# Is there any way to tether with a canon and have the images save to card also?



## Phtoo (Dec 26, 2011)

Shooting with a 5d mk ii into capture one - but getting really annoyed that i cant see the picture on the lcd screen as im shooting, and have a backup on cf cards.

Any other options in regards to tethering software. i know eos utility allows this, but not a big fan of the software


----------



## Destin (Dec 26, 2011)

Adobe Lightroom 3 has a very good tether utility but I'm not sure of the specific details of how it would work with your camera. There is also a free one that's amazing, but it's only for Mac so of you have a pc you're sol with it.
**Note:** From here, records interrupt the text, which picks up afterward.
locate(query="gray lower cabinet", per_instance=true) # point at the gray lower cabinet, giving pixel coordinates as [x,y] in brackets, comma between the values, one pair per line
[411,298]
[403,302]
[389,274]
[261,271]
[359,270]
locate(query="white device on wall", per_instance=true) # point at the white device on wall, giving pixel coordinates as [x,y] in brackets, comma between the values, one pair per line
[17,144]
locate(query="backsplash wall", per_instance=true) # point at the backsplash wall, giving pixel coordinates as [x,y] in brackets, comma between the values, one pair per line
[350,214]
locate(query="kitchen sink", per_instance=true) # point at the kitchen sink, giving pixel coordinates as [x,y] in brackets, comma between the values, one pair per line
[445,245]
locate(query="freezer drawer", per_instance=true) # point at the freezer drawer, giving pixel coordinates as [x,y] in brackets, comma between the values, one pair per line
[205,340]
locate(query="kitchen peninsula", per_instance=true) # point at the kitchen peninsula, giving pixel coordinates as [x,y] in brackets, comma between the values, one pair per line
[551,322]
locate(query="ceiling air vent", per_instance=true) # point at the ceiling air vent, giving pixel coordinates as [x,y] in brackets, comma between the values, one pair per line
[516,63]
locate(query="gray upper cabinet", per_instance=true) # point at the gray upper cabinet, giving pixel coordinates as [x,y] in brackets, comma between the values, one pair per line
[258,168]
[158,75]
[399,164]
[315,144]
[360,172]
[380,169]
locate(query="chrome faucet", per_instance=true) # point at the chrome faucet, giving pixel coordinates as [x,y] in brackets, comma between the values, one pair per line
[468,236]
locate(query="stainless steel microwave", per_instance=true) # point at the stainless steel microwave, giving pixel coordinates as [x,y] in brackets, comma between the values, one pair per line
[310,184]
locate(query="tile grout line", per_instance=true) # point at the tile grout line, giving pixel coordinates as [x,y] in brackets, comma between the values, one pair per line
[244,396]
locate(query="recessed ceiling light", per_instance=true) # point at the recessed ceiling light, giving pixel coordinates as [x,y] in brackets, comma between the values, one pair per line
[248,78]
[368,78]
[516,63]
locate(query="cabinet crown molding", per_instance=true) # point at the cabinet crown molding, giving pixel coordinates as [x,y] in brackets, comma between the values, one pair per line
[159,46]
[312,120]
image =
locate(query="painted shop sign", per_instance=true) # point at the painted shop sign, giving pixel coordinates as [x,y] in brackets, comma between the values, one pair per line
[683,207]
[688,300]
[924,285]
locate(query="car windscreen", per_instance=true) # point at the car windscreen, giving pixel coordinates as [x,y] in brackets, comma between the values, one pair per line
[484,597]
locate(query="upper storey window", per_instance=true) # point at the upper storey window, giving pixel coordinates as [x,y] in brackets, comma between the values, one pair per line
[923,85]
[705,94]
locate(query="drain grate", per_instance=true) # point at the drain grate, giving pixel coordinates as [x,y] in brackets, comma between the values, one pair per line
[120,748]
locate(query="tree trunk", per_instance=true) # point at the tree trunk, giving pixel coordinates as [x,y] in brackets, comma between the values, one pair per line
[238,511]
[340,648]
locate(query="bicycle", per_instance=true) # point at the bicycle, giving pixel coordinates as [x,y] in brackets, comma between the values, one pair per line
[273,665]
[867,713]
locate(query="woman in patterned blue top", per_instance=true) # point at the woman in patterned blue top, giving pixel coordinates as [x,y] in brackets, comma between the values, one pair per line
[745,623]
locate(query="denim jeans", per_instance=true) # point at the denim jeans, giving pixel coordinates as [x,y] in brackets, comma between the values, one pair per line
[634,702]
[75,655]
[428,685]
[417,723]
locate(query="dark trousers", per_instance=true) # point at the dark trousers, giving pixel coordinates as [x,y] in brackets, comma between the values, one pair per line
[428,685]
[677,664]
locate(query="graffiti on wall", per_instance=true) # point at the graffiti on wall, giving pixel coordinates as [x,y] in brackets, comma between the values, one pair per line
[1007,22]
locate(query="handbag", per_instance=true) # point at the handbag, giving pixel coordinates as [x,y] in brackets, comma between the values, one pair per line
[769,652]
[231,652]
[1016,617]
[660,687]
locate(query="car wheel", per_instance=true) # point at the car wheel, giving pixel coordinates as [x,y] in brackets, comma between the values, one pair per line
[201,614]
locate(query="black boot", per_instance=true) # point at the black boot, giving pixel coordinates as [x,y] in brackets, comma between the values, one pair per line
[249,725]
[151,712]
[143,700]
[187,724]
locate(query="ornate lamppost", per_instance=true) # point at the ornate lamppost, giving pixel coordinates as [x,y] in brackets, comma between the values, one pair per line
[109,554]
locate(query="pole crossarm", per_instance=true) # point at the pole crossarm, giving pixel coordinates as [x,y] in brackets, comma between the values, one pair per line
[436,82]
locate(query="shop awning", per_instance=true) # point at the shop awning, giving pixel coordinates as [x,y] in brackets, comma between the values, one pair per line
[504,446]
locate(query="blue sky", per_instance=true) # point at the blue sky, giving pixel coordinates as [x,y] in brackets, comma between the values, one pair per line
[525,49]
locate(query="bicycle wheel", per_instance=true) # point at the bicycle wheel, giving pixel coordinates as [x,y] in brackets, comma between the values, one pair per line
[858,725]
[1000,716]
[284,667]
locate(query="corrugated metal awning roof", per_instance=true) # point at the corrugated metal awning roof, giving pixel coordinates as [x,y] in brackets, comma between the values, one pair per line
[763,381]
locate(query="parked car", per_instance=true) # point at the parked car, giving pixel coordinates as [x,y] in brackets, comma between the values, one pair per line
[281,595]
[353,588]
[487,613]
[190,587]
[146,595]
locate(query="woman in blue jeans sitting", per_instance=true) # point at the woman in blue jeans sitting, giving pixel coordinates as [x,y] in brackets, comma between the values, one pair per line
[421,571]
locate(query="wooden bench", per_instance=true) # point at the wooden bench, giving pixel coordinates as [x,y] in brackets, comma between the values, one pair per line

Can't remember the name of that one off hand though


----------



## Josh66 (Dec 26, 2011)

Phtoo said:


> Any other options in regards to tethering software. i know eos utility allows this, but not a big fan of the software


The way I used to do it was with EOS Utility.  I believe you had the option of whether you wanted to write to the card or not...  Anyway, I would have EOS utility save them to a folder on the computer, I would then have Lightroom set to watch that folder and auto-import.  It worked great.

That was with LR2.  As far as I can remember, that was the only way to tether with LR2...


----------



## RDTague_Studios (Dec 26, 2011)

Digital Photo Professional, which is supplied with 5D MK II's: 


Tools>preferences>Remote shooting. Check the box "Save also on the cameras memory card."


RT
RDTague Studios - Central Illinois Premier studio and on location photographer

www.illinoisphotographer.net &bull; Index page


----------



## Rephargotohp (Dec 26, 2011)

Lightroom 3 can do Teathering without the EOS utility


----------



## Josh66 (Dec 26, 2011)

Rephargotohp said:


> Lightroom 3 can do Teathering without the EOS utility


Good news.  I always hated using two programs to do one thing...


----------



## Draco (Dec 26, 2011)

LightRoom 3 all the way.


----------